If you are living paycheck to paycheck, you know it. You feel it nearly every day, in one way or another, and it’s awful. You are always scrambling and stressed. You are frustrated and tired. And let’s not even talk about overdraft charges. Because just, no.
That is the bad news.
The good news is that you only have to break the cycle once.
Why Breaking The Cycle Is Everything
As soon as you break the cycle, you are able to back away from the financial edge, which allows you to make better decisions; because you aren’t stressed about every little, tiny hiccup that comes along,
Right now, the smallest little expense is an ordeal—an emergency, even—because you are right on the edge. From your current vantage point, about to plunge into full-fledged financial doom, it might be hard to even imagine living any other way.
Way Less Stressful
But take even a few steps back, and you’ll see that the little-expenses-turned-big-stresses just kind of melt away, you don’t even notice them. It is possible to be intentional with every dollar, and have money waiting around to spend on things before you even need the money. It is possible to forget it’s payday because you have no need to pay close attention.
No More Juggling
When you break the paycheck to paycheck cycle you won’t feel afraid to open a bill, because you know you don’t have the money to pay it yet. You won’t have to count the days (hours?) until you get paid again, in order to cover last month’s remaining bills (late. again.). You won’t have to time bills and paychecks and remember who you paid late last month.
Imagine getting a bill and just opening it and paying it. If you are thinking, “Well, yeah, that would be amazing, but so would living in Hawaii, and that isn’t going to happen either.”—keep reading!
How You Can Break The Paycheck To Paycheck Cycle
Eighty percent of people live paycheck to paycheck, which means breaking the cycle is fairly uncommon.
If you want to break the paycheck to paycheck cycle in your own life, it isn’t going to be business as usual.
Know that when you start—when you first really commit to tackling this—it is a sprint.
Money In, Money Out (In That Order)
Right now, you are just going along. You spend money. You get a paycheck. You spend money. You get a paycheck.
All I want you to do is slow down the spending, little by little, until we can turn it on its head. The idea is to the get the money first. Get the money, then spend the money.
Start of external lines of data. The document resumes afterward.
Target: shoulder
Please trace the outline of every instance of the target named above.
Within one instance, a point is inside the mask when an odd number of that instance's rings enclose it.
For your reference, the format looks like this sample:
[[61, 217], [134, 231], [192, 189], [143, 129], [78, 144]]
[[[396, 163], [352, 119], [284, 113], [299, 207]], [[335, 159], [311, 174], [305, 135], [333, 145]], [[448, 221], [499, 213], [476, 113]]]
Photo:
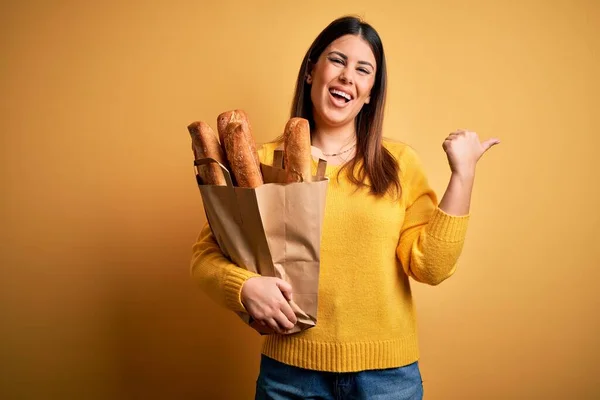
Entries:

Once you break that cycle, you can maintain it much easier. But getting there is going to take the most effort. When I say “sprint,” you either have to boost your income, even temporarily, or cut your expenses. You don’t have to cut your expenses forever, but just for a little bit, to give yourself the ability to get caught up.
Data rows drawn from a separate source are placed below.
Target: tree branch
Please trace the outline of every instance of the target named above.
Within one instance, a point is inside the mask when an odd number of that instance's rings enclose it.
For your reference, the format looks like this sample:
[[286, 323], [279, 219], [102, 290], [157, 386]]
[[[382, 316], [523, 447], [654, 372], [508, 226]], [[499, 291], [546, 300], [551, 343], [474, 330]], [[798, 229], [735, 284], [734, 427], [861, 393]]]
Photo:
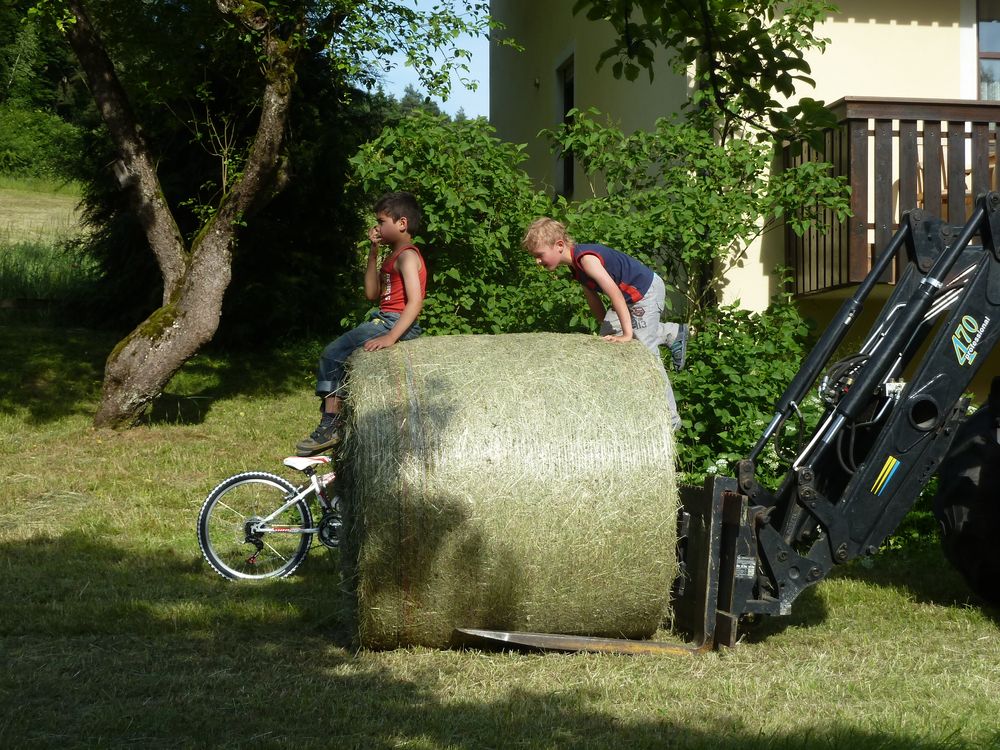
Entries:
[[267, 8], [253, 0], [215, 0], [215, 7], [251, 31], [263, 31], [271, 23]]
[[118, 148], [124, 165], [126, 190], [163, 276], [164, 304], [184, 276], [186, 247], [170, 207], [163, 197], [156, 165], [139, 133], [128, 95], [118, 80], [114, 63], [80, 0], [68, 0], [75, 23], [66, 36], [80, 61], [94, 102]]
[[333, 38], [333, 35], [343, 25], [346, 18], [347, 14], [343, 11], [333, 10], [322, 21], [316, 24], [316, 32], [310, 40], [313, 49], [326, 47]]
[[[224, 3], [225, 0], [218, 0], [220, 7]], [[297, 19], [289, 35], [290, 38], [300, 35], [304, 29], [303, 14]], [[233, 184], [213, 222], [235, 222], [244, 219], [288, 182], [285, 179], [287, 174], [283, 170], [284, 160], [281, 151], [291, 108], [295, 63], [299, 48], [286, 40], [274, 37], [265, 40], [264, 44], [267, 57], [266, 83], [261, 95], [257, 132], [250, 153], [247, 155], [243, 173]]]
Option One: More Money Coming In
Selling stuff is a legitimate strategy. Would a couple hundred dollars go a long way? Yes! Get creative. What do you not need or not use anymore? Or to take it one step further, what are you willing to sacrifice because breaking this cycle is just that much more valuable?
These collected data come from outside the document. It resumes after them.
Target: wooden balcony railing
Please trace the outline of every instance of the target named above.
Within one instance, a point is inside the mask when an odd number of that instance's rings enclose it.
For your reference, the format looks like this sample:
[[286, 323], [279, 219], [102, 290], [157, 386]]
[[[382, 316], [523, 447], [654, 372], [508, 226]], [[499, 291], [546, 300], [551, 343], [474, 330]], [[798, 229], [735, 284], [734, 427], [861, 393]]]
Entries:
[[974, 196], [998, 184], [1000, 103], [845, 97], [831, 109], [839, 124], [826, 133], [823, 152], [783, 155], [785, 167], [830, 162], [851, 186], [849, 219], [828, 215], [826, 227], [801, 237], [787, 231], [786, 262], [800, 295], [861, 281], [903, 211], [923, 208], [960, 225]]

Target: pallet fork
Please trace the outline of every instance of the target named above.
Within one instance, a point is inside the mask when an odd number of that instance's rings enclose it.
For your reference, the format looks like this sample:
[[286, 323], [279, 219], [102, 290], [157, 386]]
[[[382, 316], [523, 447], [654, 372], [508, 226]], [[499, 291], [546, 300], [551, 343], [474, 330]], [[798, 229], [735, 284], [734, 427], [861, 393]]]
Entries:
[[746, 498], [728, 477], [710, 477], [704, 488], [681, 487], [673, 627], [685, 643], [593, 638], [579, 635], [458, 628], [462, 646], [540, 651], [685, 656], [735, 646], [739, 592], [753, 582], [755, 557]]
On average, new budgeters using YNAB, break the paycheck to paycheck cycle in less than four months. It doesn’t happen overnight. But it can. You just need to free up some cash. Maybe you got some money for your birthday/wedding/graduation. Would a tax refund help? Absolutely. Could you get a second job—drive an Uber, freelance, tutor?
This is not a long-term situation, you are just looking, wherever you can, to free up some cash flow.
Option Two: Less Money Going Out
The flip side is reducing your expenses (slashing, might be more appropriate).
If you are living close to the edge, you probably have already cut out a lot of the obvious extras, so this is where you are going to have to get ruthless. You might have to give up some things you love, some conveniences you are accustomed. It might be hard. But it is not forever. This is a short term fix, just to get the traction you need to create some space and get money before you need to spend it.
This isn’t just cutting back on eating out, this might be eliminating eating out for 60 days. Again, not forever. This is a short-term, all-out sprint to cross the finish line as soon as possible.
No frills, luxuries, or entertainment (or whatever it is for you) for 60 days. Of course, you can do it. It is just 60 days. It is a sprint.
Now at the end of a sprint, you collapse over the finish line and you can’t manage another step. This is not a lifestyle you can maintain for very long—and you don’t have to. Recognize this is a sprint. A means to a very fruitful end.
The New Normal
The reality is you are probably going to have to attack this from all sides: freeing up some extra money and spending less. Once you break the cycle, and you resume a much more normal pace, every time you get paid, you will decide what those dollars need to do before you spend them. You will budget every dollar.
Once you are getting paid first—and spending second—you can decide what is most important to you, and make sure your money is doing those things. As long as you are spending less than you earn, and the budget will keep you honest, you will never be surprised by another overdraft charge ever again.